Medicare's accountable care contracts have proliferated fast and the program is poised to expand again. But federal officials acknowledged that it may be difficult to maintain that momentum without easing the financial risk of participating.
The officials responsible for the initiative, created by the 2010 healthcare reform law, say it's worth tweaking the structure to keep healthcare providers committed to the cause.
The CMS and the hospitals and doctors that formed roughly 330 accountable care organizations in the program have wrangled since before its 2012 launch over the right balance of bonuses and penalties employed to improve quality and reduce the cost of healthcare.
Nearly all of the participants so far have chosen a track that allows them to earn bonuses if they meet cost and quality targets, with no risk of paying Medicare back if they allow costs to rise beyond benchmarks. Now the CMS will allow them to keep operating that way for another three years before wading into the riskier end of the ACO model.
“We're big believers in this program,” said Sean Cavanaugh, director of the CMS Center for Medicare.
Cavanaugh said policymakers are taking a chance by allowing providers to defer the possibility of penalties, which are viewed as a way to deter abuse of the program—participating offers some leeway from antitrust and fraud scrutiny as hospitals and doctors organize new delivery networks. “But we think it's certainly worth that risk because we see a lot of organizations that we feel are genuinely committed to this model of care and are in it for the right reasons but do need an extended period of time.”
The one-sided risk track was devised as a way to allow providers to build infrastructure and gain experience managing the health of a population of patients before they had to face the prospect of losing money if they failed.
The program, Cavanaugh said, “caught the attention of a lot of physicians and hospitals and others who had not been working together and hadn't seen a way to work together.” The feedback from the industry suggested strongly that three years of experience wasn't enough for them to be willing to risk penalties.
To make it more attractive to move into the more rigorous track—which already has the carrot of bigger bonuses—the CMS wants to award smaller bonuses to organizations that choose to wait another three years before risking penalties.
The CMS is also asking for feedback on the formula used to calculate an ACO's financial performance, another major source of contention among organizations in the program. The draft rules float several ideas but don't propose a specific change. Cavanaugh said the Patient Protection and Affordable Care Act sets the formula but also gives CMS the authority to draft its own. “We don't deviate from that lightly,” he said.
The agency remains committed to exposing ACOs to losses in the Shared Savings Program. “We just think it's a stronger signal,” he said. “But it is a financial risk, and people need to be ready both organizationally and financially.”
The revised structure, if adopted, might be enough to keep one of the program's first participants on board.

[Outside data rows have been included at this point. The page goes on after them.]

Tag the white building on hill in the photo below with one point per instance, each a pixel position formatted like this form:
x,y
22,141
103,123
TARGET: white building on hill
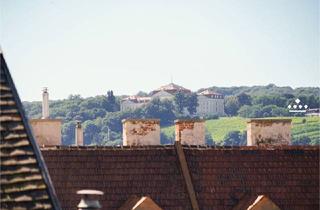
x,y
210,103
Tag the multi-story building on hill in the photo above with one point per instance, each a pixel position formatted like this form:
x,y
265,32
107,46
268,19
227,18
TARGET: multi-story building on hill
x,y
210,103
133,102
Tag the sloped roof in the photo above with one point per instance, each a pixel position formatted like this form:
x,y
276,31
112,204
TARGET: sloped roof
x,y
143,203
221,176
25,183
257,203
210,93
119,173
171,88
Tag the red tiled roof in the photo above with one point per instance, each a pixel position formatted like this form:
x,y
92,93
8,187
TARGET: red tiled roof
x,y
288,175
119,173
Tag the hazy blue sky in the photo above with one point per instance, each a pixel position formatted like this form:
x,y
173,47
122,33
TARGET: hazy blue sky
x,y
88,47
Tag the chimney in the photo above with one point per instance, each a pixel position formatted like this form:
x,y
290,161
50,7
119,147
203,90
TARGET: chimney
x,y
269,132
191,132
141,132
79,134
89,199
45,103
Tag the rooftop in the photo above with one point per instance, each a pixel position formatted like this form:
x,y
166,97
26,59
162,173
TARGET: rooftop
x,y
221,176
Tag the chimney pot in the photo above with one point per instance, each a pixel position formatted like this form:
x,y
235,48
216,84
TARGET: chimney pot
x,y
141,132
191,132
89,199
79,134
45,103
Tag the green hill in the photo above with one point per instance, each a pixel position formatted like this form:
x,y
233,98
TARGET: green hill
x,y
220,127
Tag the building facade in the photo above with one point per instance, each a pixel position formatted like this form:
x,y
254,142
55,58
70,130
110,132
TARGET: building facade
x,y
209,102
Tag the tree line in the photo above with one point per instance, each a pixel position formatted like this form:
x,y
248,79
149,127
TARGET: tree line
x,y
101,116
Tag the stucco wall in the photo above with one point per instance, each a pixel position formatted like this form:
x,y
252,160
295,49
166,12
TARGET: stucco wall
x,y
191,132
46,131
269,131
141,132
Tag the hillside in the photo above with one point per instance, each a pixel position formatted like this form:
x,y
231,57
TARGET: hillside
x,y
220,127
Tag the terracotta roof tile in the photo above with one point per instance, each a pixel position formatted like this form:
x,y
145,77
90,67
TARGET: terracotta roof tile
x,y
221,176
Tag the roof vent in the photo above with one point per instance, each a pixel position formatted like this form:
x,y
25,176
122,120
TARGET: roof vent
x,y
89,199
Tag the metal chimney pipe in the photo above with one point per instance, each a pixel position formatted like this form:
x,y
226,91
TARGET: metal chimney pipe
x,y
45,103
89,199
79,134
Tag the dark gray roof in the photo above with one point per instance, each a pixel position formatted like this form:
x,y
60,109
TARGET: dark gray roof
x,y
25,182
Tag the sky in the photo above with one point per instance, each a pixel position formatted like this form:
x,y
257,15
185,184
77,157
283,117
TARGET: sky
x,y
89,47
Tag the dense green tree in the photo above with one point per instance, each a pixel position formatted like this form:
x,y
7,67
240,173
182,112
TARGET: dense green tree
x,y
68,133
208,138
235,138
304,140
244,99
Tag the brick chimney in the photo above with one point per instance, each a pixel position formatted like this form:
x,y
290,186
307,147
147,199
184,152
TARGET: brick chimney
x,y
89,199
269,132
141,132
191,132
45,103
79,134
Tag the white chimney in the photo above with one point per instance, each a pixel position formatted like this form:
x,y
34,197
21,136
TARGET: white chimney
x,y
89,200
45,103
79,134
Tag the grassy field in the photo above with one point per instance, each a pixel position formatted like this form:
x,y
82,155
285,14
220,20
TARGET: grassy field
x,y
220,127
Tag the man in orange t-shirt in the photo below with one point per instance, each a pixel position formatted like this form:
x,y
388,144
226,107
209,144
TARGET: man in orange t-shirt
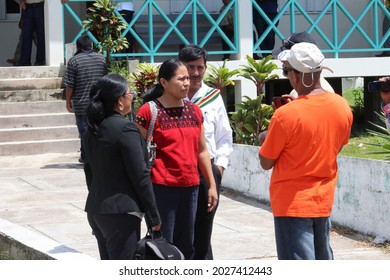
x,y
302,144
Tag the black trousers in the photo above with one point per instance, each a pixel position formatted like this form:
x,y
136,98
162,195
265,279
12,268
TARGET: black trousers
x,y
204,220
117,235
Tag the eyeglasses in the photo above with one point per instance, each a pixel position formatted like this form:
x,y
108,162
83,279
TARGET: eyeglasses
x,y
199,68
287,69
287,44
129,93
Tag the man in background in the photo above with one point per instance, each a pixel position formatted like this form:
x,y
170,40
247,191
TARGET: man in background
x,y
385,28
219,142
33,23
82,71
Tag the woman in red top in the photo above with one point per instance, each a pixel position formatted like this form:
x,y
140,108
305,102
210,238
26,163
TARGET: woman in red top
x,y
181,149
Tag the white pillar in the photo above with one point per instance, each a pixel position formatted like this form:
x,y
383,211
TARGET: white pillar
x,y
54,33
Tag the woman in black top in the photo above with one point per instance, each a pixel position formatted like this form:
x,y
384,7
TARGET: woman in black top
x,y
118,180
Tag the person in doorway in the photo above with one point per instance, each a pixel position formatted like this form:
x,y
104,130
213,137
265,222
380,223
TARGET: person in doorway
x,y
385,28
218,138
383,86
82,71
181,150
33,23
227,27
120,192
18,48
270,8
302,144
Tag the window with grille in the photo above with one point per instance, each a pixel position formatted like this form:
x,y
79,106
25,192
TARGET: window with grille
x,y
212,7
308,5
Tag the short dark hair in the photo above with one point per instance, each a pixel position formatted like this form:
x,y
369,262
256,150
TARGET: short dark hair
x,y
192,52
84,43
166,71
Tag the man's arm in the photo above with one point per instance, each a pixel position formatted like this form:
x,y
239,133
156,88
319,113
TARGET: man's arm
x,y
223,137
267,163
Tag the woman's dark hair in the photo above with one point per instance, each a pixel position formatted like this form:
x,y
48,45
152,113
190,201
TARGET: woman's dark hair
x,y
167,70
104,95
191,53
84,43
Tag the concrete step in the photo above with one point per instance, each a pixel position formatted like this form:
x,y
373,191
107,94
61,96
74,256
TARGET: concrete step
x,y
39,147
30,83
31,72
38,133
37,120
36,107
32,95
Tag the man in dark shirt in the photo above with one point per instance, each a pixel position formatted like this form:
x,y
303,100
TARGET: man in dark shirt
x,y
33,23
82,71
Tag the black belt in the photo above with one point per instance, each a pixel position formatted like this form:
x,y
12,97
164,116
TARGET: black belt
x,y
32,5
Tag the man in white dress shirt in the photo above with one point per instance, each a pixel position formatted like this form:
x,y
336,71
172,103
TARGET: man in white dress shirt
x,y
219,140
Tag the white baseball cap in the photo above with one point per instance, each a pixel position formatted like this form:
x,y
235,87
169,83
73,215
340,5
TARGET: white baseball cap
x,y
304,57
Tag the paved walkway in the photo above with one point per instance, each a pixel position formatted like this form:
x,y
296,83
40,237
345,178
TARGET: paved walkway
x,y
44,196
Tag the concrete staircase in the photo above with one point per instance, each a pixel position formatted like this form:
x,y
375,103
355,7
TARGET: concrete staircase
x,y
33,117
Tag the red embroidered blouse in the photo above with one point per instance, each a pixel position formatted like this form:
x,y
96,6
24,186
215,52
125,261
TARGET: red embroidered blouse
x,y
176,133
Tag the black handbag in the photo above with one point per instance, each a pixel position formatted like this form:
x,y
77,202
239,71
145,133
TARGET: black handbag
x,y
155,247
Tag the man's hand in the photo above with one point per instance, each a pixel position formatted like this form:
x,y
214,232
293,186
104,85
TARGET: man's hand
x,y
212,201
69,106
221,169
261,137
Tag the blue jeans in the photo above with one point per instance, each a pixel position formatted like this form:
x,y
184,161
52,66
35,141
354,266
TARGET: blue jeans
x,y
33,22
81,122
303,238
177,208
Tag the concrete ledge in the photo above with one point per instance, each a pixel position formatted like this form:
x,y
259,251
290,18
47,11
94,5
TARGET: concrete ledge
x,y
361,196
28,245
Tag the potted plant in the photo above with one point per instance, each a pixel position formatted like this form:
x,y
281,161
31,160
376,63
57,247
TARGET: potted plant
x,y
259,72
106,26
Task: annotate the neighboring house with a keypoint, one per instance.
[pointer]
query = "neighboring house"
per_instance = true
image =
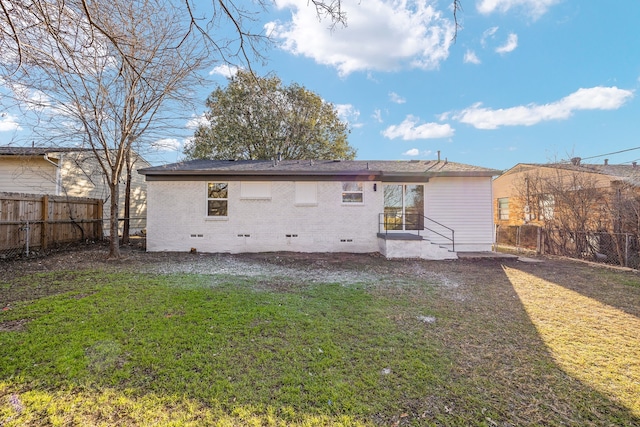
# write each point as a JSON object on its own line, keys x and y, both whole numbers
{"x": 68, "y": 172}
{"x": 418, "y": 209}
{"x": 575, "y": 195}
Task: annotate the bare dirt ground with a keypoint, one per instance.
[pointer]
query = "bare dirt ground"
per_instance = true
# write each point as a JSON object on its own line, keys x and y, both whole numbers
{"x": 459, "y": 277}
{"x": 485, "y": 320}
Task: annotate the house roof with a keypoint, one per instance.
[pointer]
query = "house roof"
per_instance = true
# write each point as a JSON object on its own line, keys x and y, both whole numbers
{"x": 627, "y": 173}
{"x": 320, "y": 169}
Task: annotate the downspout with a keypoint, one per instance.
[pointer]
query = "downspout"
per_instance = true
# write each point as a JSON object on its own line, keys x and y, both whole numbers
{"x": 58, "y": 166}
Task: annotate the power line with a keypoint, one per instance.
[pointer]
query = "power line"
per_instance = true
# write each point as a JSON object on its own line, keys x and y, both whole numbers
{"x": 608, "y": 154}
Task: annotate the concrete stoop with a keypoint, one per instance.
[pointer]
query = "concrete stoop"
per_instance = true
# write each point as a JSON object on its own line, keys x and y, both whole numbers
{"x": 412, "y": 246}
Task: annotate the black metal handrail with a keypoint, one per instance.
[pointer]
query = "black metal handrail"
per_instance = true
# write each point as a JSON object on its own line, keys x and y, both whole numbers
{"x": 389, "y": 220}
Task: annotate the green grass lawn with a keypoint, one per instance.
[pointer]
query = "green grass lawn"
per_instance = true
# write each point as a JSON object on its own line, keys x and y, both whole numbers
{"x": 119, "y": 348}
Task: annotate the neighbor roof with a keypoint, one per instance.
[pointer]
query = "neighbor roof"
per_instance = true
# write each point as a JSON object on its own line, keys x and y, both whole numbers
{"x": 326, "y": 169}
{"x": 626, "y": 173}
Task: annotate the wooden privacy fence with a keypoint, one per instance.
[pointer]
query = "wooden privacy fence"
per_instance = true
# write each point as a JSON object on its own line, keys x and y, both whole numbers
{"x": 36, "y": 223}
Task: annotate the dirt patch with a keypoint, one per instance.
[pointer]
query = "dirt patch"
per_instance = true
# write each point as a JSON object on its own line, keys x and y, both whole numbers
{"x": 13, "y": 325}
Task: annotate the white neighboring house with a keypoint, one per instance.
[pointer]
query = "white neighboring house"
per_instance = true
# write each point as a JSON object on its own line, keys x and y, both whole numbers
{"x": 69, "y": 172}
{"x": 402, "y": 209}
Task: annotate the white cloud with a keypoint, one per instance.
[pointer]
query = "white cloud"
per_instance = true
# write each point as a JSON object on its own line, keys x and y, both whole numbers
{"x": 413, "y": 152}
{"x": 410, "y": 129}
{"x": 382, "y": 35}
{"x": 196, "y": 121}
{"x": 348, "y": 113}
{"x": 534, "y": 8}
{"x": 8, "y": 123}
{"x": 394, "y": 97}
{"x": 470, "y": 57}
{"x": 595, "y": 98}
{"x": 225, "y": 70}
{"x": 488, "y": 34}
{"x": 167, "y": 144}
{"x": 510, "y": 45}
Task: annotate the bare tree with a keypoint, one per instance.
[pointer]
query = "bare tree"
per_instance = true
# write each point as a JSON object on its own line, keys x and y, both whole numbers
{"x": 103, "y": 76}
{"x": 100, "y": 74}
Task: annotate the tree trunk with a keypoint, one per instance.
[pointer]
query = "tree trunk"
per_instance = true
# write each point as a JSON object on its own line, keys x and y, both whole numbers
{"x": 127, "y": 202}
{"x": 114, "y": 244}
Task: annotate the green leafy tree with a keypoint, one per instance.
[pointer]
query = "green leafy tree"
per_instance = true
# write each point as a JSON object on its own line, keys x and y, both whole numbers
{"x": 258, "y": 118}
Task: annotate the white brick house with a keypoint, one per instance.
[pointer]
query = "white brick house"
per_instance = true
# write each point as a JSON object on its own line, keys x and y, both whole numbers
{"x": 419, "y": 209}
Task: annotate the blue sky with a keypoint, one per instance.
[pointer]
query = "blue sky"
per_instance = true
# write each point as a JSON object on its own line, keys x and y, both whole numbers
{"x": 525, "y": 80}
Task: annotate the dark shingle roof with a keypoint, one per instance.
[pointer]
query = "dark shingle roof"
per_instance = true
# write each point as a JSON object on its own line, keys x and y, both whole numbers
{"x": 421, "y": 168}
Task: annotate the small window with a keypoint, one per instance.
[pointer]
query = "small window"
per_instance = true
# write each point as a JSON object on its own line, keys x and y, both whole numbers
{"x": 352, "y": 192}
{"x": 503, "y": 208}
{"x": 547, "y": 204}
{"x": 306, "y": 193}
{"x": 217, "y": 198}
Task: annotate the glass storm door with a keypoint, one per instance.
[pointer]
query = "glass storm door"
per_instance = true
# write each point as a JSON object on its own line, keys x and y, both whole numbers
{"x": 403, "y": 207}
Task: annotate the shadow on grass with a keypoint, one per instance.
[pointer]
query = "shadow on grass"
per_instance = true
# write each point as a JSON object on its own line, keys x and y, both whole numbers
{"x": 195, "y": 350}
{"x": 500, "y": 353}
{"x": 595, "y": 343}
{"x": 615, "y": 287}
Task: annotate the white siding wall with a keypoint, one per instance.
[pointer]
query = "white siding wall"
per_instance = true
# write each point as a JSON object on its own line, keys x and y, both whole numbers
{"x": 31, "y": 175}
{"x": 464, "y": 204}
{"x": 177, "y": 220}
{"x": 82, "y": 176}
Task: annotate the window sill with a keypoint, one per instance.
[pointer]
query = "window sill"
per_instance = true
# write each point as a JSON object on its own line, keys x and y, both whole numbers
{"x": 216, "y": 218}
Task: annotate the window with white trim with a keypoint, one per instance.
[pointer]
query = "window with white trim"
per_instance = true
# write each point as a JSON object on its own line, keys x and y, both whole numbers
{"x": 547, "y": 205}
{"x": 352, "y": 192}
{"x": 503, "y": 208}
{"x": 217, "y": 199}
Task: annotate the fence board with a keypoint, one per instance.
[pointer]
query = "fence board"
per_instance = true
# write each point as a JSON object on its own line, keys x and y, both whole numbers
{"x": 37, "y": 221}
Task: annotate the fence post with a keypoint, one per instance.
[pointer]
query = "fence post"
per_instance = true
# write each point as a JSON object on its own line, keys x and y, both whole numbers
{"x": 99, "y": 216}
{"x": 45, "y": 223}
{"x": 626, "y": 249}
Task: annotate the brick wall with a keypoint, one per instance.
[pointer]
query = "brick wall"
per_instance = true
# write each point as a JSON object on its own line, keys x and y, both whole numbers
{"x": 177, "y": 220}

Stephen Nuckolls, CEO of the Coastal Carolina Quality Care in New Bern, N.C., said the small, physician-led network considered dropping out of the program rather than face penalties in the fourth year. And changes to the formula for calculating financial performance might even entice the organization to accept that risk, he said.
But he challenged the notion that what Cavanaugh described as a “stronger signal” would encourage Coastal Carolina's providers to do more to deliver efficient care. “I think we are already doing everything we can, and we are trying as hard as we can.”